番組に出演する中村江里さんは、アジア・太平洋戦争期と戦後の日本を対象に、戦争によるトラウマと医療・社会の歴史を研究しています。従軍看護婦や傷痍軍人など、戦争によって心身に傷を負った人々が、戦後どのように扱われたのかも研究対象です。

戦争体験を「つらい思い出」として片づけず、その後の人生や社会との関係まで見ることで、証言の意味はさらに深まります。

戦争の記録を見るときに確認したいこと

従軍看護婦の記録に触れるときは、衝撃的な体験だけに注目するのではなく、次の点も確認すると理解しやすくなります。

  • 看護婦の所属は日本赤十字社か旧陸海軍か
  • 派遣された地域と時期はどこか
  • 専門教育を受けた看護婦か学徒か
  • 証言と公的記録の両方が残っているか
  • 帰国後の生活や心身への影響はどうだったか

同じ「従軍看護婦」という言葉でも、所属や派遣先によって経験は異なります。

ビルマ、フィリピン、中国大陸、南太平洋の島々では、戦闘の状況や撤退経路、病気、補給状態も違いました。

強い言葉だけを切り取るのではなく、「誰が、いつ、どの組織から、どこへ派遣されたのか」を確かめることが大切です。

実際に記録を読むなら、証言集だけでなく、派遣記録、業務報告書、地域の赤十字支部に残る資料も合わせて確認したいところです。

女性の視点から見ると戦争の別の姿が見えてくる

従軍看護婦の記録が伝えるのは、女性も戦争に協力したという事実だけではありません。

人を救うために身につけた技術が、物資不足や撤退命令によって使えなくなること。目の前の患者を助けたいという思いが、軍の都合によって断ち切られること。そして戦場を離れた後も、記憶や罪悪感を抱えて生きなければならないことです。

戦争を兵士の戦闘だけで考えると、病院、病院船、避難路、帰還後の暮らしは見えにくくなります。

しかし、看護婦の視点を通すと、戦争は命を奪うだけでなく、医療の倫理や人と人とのつながりまで壊していくことがわかります。

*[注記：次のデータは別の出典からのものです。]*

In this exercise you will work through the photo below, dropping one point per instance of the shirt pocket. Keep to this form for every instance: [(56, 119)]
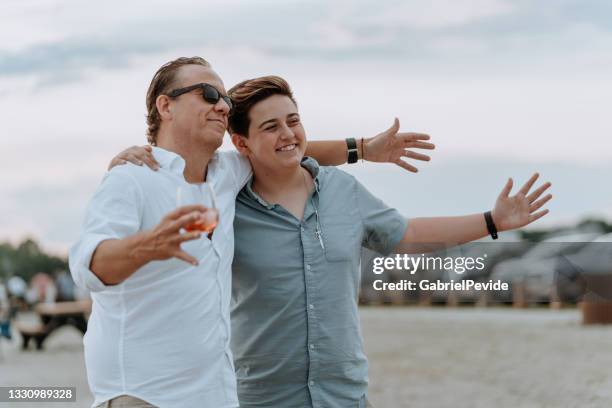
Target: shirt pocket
[(342, 241)]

元看護婦たちの証言を聞く際に大切なのは、英雄として美化することでも、患者を救えなかった責任を個人へ負わせることでもありません。

なぜ救えない状況が作られたのか。なぜ撤退時に患者を連れていけなかったのか。なぜ戦後も苦しみが続いたのか。

その背景まで考えることで、従軍看護婦の記録は過去の悲話ではなく、戦争と医療、人間の尊厳について考えるための記録になります。